Long Live The Dodo

Unity C#. PC & Mobile.
3 weeks development time.
Gameplay & AI programmer.

This project was the second mini-project from our school assignment centered around learning about the concepting phase of game development, so this was made right after the Morbus demo.

The concept itself is an RTS-inspired mobile game, where you have to save your colony of dodos from human colonizers by commanding your dodos to harvest resources and build traps or ways to escape.

We came up with this idea by using a set of constraints giving by our teachers of working on a mobile game, and we intended this to be aimed at getting beginners into the RTS genre.

The demo we created is playable on android and pc and features the ability to increase your amount of dodos, harvest resources, having colonizers invade your island and capture your dodos, and lastly, build an escape raft.

What is Long Live The Dodo

My responsibilities

In this project, I had a mixed role of doing both gameplay and AI.
As such, I worked on multiple aspects of this project. First off, just like in Morbus, I participated in brainstorming and creating small prototypes to prove concepts.

Afterward, I worked on the RTS systems, which means commanding nearby dodos to work on resource gathering and using gathered resources to escape. For this, I actually took a lot of inspiration from the Morbus need system. As such, it has some of the same design aspects and is as modular as that one. But this time is written in C# code in unity.
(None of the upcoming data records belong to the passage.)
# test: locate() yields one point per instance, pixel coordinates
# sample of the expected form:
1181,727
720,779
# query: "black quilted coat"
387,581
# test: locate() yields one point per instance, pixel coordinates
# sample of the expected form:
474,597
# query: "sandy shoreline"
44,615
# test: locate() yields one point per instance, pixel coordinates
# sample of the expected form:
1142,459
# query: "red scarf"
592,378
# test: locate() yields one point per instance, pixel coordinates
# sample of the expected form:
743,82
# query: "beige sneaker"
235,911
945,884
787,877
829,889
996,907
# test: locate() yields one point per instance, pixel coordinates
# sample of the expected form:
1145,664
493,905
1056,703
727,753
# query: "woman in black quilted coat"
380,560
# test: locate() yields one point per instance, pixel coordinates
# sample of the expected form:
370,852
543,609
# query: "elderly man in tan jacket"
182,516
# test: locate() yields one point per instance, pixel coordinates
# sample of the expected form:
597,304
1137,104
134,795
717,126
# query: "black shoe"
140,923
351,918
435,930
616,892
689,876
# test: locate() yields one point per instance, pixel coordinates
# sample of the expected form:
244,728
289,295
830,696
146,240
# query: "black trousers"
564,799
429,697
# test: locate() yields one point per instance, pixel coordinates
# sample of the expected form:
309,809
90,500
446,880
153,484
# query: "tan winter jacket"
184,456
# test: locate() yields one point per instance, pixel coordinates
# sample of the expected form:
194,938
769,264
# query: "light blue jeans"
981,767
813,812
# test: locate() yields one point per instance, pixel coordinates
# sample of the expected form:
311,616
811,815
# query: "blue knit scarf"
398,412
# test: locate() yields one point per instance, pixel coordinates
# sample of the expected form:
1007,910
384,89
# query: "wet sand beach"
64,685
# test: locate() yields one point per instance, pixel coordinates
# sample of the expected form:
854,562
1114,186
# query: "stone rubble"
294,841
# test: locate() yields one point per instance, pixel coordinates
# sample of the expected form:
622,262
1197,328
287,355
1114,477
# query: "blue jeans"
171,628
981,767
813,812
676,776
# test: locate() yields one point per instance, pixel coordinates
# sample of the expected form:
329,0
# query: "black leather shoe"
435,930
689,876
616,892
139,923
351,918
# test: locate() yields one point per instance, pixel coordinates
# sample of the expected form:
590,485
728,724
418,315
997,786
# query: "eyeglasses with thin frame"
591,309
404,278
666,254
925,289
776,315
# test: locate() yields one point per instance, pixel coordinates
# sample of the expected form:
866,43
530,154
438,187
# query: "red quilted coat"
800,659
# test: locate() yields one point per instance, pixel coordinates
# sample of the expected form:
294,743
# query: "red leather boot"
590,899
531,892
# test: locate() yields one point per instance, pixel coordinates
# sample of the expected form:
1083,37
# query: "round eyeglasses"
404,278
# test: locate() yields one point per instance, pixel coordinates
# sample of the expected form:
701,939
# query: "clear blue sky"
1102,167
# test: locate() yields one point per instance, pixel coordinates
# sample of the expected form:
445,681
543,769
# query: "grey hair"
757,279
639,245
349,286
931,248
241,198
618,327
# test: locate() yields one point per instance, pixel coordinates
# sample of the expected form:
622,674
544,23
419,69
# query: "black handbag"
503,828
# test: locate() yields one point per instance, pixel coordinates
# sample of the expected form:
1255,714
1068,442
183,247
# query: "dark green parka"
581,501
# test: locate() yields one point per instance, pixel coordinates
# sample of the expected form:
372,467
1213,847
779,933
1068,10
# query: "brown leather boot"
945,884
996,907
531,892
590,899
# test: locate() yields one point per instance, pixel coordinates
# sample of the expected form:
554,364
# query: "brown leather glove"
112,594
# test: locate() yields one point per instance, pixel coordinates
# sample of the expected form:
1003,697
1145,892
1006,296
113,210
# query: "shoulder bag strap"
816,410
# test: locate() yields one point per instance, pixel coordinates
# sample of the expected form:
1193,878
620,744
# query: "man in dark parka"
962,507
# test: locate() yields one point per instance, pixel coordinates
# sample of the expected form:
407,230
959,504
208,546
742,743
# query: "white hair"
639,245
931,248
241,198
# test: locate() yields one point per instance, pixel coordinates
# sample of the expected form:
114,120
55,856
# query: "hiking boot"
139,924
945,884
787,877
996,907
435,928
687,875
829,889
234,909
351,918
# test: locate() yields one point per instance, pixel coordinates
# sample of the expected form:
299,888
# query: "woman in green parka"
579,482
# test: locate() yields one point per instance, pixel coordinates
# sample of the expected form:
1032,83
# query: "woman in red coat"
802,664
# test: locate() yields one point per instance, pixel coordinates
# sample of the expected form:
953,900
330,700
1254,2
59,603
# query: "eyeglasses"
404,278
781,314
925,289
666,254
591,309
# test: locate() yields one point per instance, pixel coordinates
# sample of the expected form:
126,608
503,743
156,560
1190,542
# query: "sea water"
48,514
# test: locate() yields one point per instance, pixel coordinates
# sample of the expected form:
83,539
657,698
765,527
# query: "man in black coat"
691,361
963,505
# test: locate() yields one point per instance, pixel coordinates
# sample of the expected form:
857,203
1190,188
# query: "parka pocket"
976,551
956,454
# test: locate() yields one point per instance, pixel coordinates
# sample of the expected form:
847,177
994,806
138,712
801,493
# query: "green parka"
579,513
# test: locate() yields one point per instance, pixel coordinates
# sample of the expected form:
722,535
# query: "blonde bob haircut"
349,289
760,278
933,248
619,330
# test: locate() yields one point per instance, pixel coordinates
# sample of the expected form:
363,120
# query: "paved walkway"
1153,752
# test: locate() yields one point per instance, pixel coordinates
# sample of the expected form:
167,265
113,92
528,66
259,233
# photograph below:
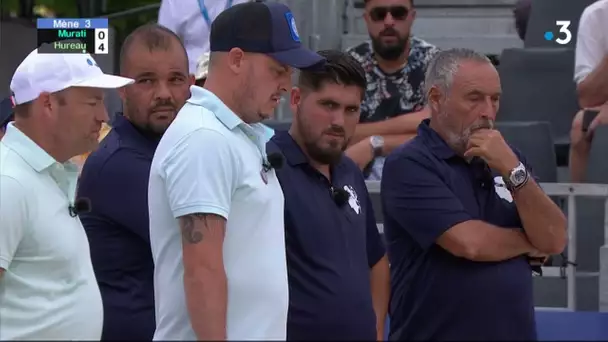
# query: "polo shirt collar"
434,141
25,147
127,130
294,154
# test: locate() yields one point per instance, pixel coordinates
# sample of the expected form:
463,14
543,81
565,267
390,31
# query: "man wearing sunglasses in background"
395,63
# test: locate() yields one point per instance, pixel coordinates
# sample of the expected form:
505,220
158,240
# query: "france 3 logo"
563,36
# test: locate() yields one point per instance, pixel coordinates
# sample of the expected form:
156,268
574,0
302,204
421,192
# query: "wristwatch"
377,143
517,178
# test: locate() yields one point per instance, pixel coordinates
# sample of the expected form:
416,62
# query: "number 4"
563,28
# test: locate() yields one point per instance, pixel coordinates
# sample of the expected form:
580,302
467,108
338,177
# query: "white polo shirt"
48,290
210,161
185,18
592,39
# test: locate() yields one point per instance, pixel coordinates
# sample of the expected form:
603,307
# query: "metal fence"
570,191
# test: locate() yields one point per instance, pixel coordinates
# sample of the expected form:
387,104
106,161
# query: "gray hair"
441,69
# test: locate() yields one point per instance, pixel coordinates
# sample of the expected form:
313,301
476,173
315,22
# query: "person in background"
6,114
521,14
115,180
48,288
462,215
81,159
591,77
338,272
191,21
215,204
394,62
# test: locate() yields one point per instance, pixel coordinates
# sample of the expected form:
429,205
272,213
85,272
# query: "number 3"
563,28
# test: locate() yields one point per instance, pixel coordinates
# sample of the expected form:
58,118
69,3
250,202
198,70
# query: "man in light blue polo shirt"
215,204
48,289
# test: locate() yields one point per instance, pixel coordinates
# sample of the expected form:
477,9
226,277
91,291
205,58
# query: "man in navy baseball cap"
262,27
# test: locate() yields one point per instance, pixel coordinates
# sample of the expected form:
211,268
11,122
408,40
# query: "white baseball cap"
202,66
51,73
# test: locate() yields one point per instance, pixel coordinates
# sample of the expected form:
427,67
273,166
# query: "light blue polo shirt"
210,161
48,290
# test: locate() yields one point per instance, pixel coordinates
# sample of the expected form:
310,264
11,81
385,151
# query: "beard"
389,52
323,155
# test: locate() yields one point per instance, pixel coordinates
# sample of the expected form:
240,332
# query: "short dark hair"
153,36
339,68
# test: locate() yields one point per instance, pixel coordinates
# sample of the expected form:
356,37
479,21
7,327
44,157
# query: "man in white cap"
48,289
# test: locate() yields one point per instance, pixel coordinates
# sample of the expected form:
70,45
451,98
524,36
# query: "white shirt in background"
48,290
185,18
210,161
592,39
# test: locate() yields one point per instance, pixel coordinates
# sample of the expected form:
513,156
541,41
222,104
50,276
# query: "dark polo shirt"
426,189
115,179
330,249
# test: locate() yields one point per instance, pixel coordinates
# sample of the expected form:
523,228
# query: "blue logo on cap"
293,30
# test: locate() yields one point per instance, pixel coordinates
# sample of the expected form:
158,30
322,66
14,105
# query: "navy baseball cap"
6,111
262,27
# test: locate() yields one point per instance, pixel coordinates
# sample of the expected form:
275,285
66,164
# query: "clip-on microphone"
80,206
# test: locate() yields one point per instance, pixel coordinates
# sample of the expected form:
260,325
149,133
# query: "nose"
490,108
389,20
102,115
162,91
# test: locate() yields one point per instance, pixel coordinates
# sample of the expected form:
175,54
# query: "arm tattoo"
190,233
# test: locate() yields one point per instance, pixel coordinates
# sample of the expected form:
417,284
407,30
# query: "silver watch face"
377,141
518,176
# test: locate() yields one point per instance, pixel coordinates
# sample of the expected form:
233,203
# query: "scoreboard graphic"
71,35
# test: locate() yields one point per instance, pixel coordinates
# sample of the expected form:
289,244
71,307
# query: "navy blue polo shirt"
330,249
115,179
426,189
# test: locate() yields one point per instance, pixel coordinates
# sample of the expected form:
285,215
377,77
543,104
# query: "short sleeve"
589,47
201,174
375,245
14,213
169,17
415,199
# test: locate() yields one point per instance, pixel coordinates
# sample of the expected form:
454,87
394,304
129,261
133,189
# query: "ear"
236,57
295,97
435,95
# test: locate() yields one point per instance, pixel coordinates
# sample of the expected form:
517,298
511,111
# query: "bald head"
153,37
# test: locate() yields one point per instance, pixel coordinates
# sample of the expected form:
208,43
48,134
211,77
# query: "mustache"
337,130
482,124
163,104
389,31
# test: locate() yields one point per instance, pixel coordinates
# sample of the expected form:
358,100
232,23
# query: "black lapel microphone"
482,173
340,196
80,206
273,161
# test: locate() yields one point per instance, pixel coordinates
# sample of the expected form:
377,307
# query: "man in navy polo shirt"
333,244
115,179
463,216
An overview of what these systems do:
- Tell dodos to follow the player.
- Command dodos following the player to harvest a certain resource type.
- Dodos deliver resources to stockpile and go towards available resources.
- Building system that allows you to assign dodos to carry resources to and build the escape raft.

I also implemented audio hooks into all of these systems to play specific audio clips chosen by the designers to play as specific interactions.

And I implemented and supported the input package that we are using. This ensured that we were able to build for both PC and Android for a wider testing audience.